| HONG KONG/BEIJING
HONG KONG/BEIJING Didi Chuxing, China's top ride-hailing firm, is set to become the country's second-most valuable privately owned company, with a valuation of more than $50 billion, through a fund raising round of up to $6 billion, sources said on Thursday.
The valuation represents a jump from Didi's $34 billion price tag in August, when it agreed to acquire Uber Technology Inc's China business, and also puts it closer to the U.S. firm's $68 billion.
It also propels Didi well above Xiaomi Inc, which held the title of China's most valuable startup after a 2014 funding round valued the smartphone maker at $46 billion.
Ant Financial, China's most valuable private internet finance firm and an affiliate of Alibaba Group Holding Ltd, is valued upwards of $60 billion.
The funding round has drawn investors including Japan's Softbank Group Corp, private equity firm Silver Lake, China Merchants Bank and Bank of Communications, two people familiar with the matter said.
They declined to be identified because they are not authorised to speak publicly. Didi Chuxing, Silver Lake and Softbank declined to comment, while China Merchants Bank and Bank of Communications did not immediately respond to a request for comment.
The people said that part of the latest capital investment in Didi would be used for international expansion. Didi has sealed several overseas partnerships, focusing on intelligent driving, such as making use of artificial intelligence, as well as similar ride-hailing services.
The firm is ramping up overseas activity as regulatory changes are set to take a toll on their local service.
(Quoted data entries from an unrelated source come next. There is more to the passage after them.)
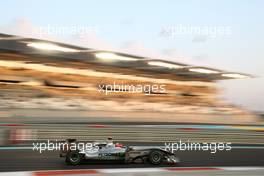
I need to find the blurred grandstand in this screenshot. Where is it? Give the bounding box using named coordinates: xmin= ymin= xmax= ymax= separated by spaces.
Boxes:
xmin=0 ymin=34 xmax=258 ymax=123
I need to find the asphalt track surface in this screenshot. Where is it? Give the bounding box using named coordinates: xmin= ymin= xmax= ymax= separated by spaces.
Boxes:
xmin=0 ymin=148 xmax=264 ymax=172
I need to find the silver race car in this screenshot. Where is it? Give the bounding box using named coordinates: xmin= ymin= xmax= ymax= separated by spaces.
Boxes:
xmin=60 ymin=138 xmax=179 ymax=165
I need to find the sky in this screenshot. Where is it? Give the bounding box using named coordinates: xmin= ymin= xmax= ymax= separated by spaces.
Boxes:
xmin=0 ymin=0 xmax=264 ymax=112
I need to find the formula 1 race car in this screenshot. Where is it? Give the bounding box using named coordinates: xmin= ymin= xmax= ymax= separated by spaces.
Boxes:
xmin=60 ymin=138 xmax=179 ymax=165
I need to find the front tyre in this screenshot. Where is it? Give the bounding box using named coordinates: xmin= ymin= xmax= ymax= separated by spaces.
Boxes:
xmin=148 ymin=150 xmax=164 ymax=165
xmin=66 ymin=151 xmax=82 ymax=165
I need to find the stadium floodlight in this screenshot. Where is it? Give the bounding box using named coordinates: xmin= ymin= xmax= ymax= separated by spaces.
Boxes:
xmin=148 ymin=61 xmax=183 ymax=69
xmin=27 ymin=42 xmax=79 ymax=52
xmin=189 ymin=68 xmax=219 ymax=74
xmin=222 ymin=73 xmax=249 ymax=79
xmin=95 ymin=52 xmax=138 ymax=61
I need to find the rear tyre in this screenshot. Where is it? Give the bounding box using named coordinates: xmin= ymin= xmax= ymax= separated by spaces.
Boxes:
xmin=65 ymin=151 xmax=82 ymax=165
xmin=148 ymin=150 xmax=164 ymax=165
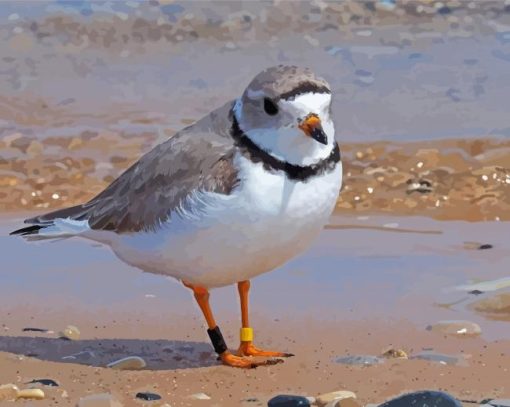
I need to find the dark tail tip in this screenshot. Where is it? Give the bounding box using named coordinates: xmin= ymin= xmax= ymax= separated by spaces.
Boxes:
xmin=9 ymin=225 xmax=46 ymax=236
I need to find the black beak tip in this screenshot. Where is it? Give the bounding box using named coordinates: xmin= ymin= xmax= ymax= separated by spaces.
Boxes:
xmin=311 ymin=127 xmax=328 ymax=145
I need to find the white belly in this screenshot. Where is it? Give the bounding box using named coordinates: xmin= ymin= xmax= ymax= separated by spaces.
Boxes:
xmin=91 ymin=157 xmax=342 ymax=288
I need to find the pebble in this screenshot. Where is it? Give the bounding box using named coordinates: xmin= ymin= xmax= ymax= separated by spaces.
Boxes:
xmin=77 ymin=393 xmax=122 ymax=407
xmin=481 ymin=399 xmax=510 ymax=407
xmin=22 ymin=327 xmax=49 ymax=333
xmin=316 ymin=390 xmax=356 ymax=407
xmin=382 ymin=348 xmax=409 ymax=359
xmin=267 ymin=394 xmax=310 ymax=407
xmin=106 ymin=356 xmax=147 ymax=370
xmin=335 ymin=355 xmax=384 ymax=366
xmin=379 ymin=391 xmax=462 ymax=407
xmin=427 ymin=320 xmax=482 ymax=336
xmin=59 ymin=325 xmax=80 ymax=341
xmin=189 ymin=393 xmax=211 ymax=400
xmin=27 ymin=379 xmax=58 ymax=387
xmin=472 ymin=292 xmax=510 ymax=317
xmin=136 ymin=392 xmax=161 ymax=401
xmin=411 ymin=352 xmax=467 ymax=366
xmin=18 ymin=389 xmax=45 ymax=400
xmin=325 ymin=397 xmax=362 ymax=407
xmin=0 ymin=383 xmax=19 ymax=401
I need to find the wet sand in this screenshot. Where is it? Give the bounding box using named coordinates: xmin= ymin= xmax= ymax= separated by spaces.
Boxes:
xmin=0 ymin=0 xmax=510 ymax=406
xmin=0 ymin=216 xmax=510 ymax=406
xmin=0 ymin=131 xmax=510 ymax=221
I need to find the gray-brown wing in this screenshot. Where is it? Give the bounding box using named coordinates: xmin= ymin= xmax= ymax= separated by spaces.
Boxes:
xmin=26 ymin=104 xmax=238 ymax=233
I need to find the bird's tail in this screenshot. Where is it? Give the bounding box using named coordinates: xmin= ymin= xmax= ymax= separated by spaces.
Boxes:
xmin=10 ymin=218 xmax=88 ymax=240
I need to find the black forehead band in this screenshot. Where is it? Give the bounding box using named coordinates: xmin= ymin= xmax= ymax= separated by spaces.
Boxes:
xmin=278 ymin=82 xmax=331 ymax=100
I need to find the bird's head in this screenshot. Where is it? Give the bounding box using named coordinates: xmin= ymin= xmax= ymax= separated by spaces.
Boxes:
xmin=234 ymin=65 xmax=334 ymax=165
Draft rules released in October would slash the number of eligible drivers and double fares for users in major cities, the company has said.
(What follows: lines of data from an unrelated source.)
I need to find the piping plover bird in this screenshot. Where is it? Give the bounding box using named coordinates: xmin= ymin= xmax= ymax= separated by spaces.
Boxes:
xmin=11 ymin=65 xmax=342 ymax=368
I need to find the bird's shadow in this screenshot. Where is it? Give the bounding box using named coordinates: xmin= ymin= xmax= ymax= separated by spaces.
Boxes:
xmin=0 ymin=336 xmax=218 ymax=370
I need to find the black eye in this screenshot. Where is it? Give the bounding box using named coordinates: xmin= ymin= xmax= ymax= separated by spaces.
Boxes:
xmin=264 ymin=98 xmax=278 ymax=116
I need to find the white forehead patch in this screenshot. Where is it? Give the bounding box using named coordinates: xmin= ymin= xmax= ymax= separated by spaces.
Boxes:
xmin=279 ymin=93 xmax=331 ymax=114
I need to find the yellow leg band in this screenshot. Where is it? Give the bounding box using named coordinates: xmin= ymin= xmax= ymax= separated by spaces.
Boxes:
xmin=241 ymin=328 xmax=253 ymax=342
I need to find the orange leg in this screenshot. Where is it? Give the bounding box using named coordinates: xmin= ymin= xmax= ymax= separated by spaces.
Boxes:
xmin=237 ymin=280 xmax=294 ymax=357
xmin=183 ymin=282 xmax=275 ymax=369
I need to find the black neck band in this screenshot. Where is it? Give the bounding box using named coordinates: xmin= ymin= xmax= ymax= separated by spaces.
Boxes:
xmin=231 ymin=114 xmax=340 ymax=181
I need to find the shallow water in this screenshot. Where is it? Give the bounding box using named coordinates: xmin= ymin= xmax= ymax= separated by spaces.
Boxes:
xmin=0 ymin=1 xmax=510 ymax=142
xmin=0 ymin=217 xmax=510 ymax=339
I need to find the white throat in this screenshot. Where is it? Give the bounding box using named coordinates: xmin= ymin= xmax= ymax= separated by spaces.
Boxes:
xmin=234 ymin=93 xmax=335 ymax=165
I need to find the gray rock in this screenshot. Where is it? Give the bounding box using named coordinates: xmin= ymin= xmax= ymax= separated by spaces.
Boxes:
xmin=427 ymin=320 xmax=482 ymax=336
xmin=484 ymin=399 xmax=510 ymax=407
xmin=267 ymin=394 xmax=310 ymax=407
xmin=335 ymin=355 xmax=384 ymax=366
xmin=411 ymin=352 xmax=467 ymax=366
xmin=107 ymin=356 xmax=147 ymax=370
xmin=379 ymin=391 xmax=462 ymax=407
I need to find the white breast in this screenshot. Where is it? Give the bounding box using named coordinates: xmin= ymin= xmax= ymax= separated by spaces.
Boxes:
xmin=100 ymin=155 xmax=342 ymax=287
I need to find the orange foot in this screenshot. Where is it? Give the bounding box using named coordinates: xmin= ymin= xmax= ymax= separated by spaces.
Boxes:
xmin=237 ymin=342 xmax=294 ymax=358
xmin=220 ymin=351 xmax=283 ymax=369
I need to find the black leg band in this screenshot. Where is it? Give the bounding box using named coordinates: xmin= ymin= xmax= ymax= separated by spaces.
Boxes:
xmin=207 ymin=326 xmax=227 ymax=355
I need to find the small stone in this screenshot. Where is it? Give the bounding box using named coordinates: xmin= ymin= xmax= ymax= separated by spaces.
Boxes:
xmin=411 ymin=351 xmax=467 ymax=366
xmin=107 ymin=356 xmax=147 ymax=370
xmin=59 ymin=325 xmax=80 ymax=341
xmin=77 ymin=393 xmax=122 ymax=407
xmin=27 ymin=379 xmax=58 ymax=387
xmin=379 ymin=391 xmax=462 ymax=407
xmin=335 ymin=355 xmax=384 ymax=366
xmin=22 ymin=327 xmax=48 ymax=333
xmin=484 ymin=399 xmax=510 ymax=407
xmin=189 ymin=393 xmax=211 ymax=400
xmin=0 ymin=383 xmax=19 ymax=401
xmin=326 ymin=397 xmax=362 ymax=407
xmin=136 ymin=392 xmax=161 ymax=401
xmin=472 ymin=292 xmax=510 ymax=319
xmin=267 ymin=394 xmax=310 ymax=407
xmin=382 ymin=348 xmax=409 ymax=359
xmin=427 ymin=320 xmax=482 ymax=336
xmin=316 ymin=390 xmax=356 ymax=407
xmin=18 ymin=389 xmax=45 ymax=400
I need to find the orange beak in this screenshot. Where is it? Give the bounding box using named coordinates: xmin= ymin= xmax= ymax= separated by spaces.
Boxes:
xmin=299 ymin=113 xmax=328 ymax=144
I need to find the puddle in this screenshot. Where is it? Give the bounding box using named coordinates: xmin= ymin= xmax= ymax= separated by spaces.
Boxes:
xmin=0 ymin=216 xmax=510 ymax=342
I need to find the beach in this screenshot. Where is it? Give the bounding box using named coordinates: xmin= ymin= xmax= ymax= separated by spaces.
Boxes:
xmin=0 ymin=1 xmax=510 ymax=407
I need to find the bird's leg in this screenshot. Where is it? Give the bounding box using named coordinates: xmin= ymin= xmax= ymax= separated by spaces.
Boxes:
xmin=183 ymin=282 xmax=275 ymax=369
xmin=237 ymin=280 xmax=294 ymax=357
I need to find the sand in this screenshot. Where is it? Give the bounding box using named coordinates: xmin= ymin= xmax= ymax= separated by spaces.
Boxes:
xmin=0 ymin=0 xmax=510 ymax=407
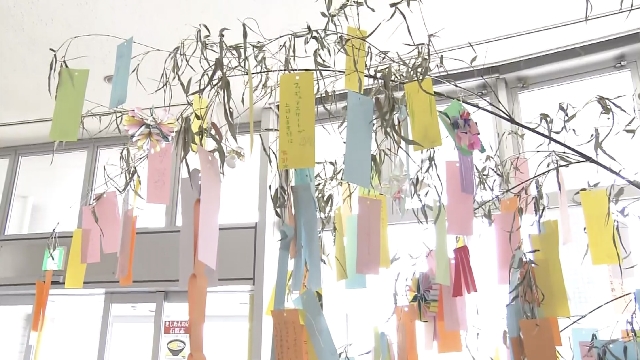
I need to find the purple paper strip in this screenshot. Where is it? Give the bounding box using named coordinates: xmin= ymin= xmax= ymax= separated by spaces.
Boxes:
xmin=458 ymin=151 xmax=476 ymax=195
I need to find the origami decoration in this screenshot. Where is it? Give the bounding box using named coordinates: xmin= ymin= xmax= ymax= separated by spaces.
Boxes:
xmin=452 ymin=245 xmax=478 ymax=297
xmin=122 ymin=108 xmax=178 ymax=152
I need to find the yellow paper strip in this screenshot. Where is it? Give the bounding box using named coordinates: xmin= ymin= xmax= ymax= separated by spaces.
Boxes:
xmin=580 ymin=189 xmax=622 ymax=265
xmin=333 ymin=207 xmax=347 ymax=281
xmin=64 ymin=229 xmax=87 ymax=289
xmin=278 ymin=71 xmax=316 ymax=170
xmin=531 ymin=220 xmax=571 ymax=317
xmin=191 ymin=94 xmax=209 ymax=152
xmin=404 ymin=78 xmax=442 ymax=151
xmin=344 ymin=26 xmax=367 ymax=93
xmin=247 ymin=60 xmax=254 ymax=154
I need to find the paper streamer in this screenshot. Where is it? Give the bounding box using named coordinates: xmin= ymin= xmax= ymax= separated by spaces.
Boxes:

Since Uber exited the Chinese market last year following a drawn-out rivalry with Didi, the Chinese firm has sought to expand in Latin America, leading a $100 million investment in Brazilian ride-hailing service 99 in January.
Last month it officially opened a lab researching artificial intelligence-related driving technologies in Silicon Valley in the United States. The company has previously entered a range of strategic agreements with U.S. tech firms including Lyft, TripAdvisor Inc and Udacity.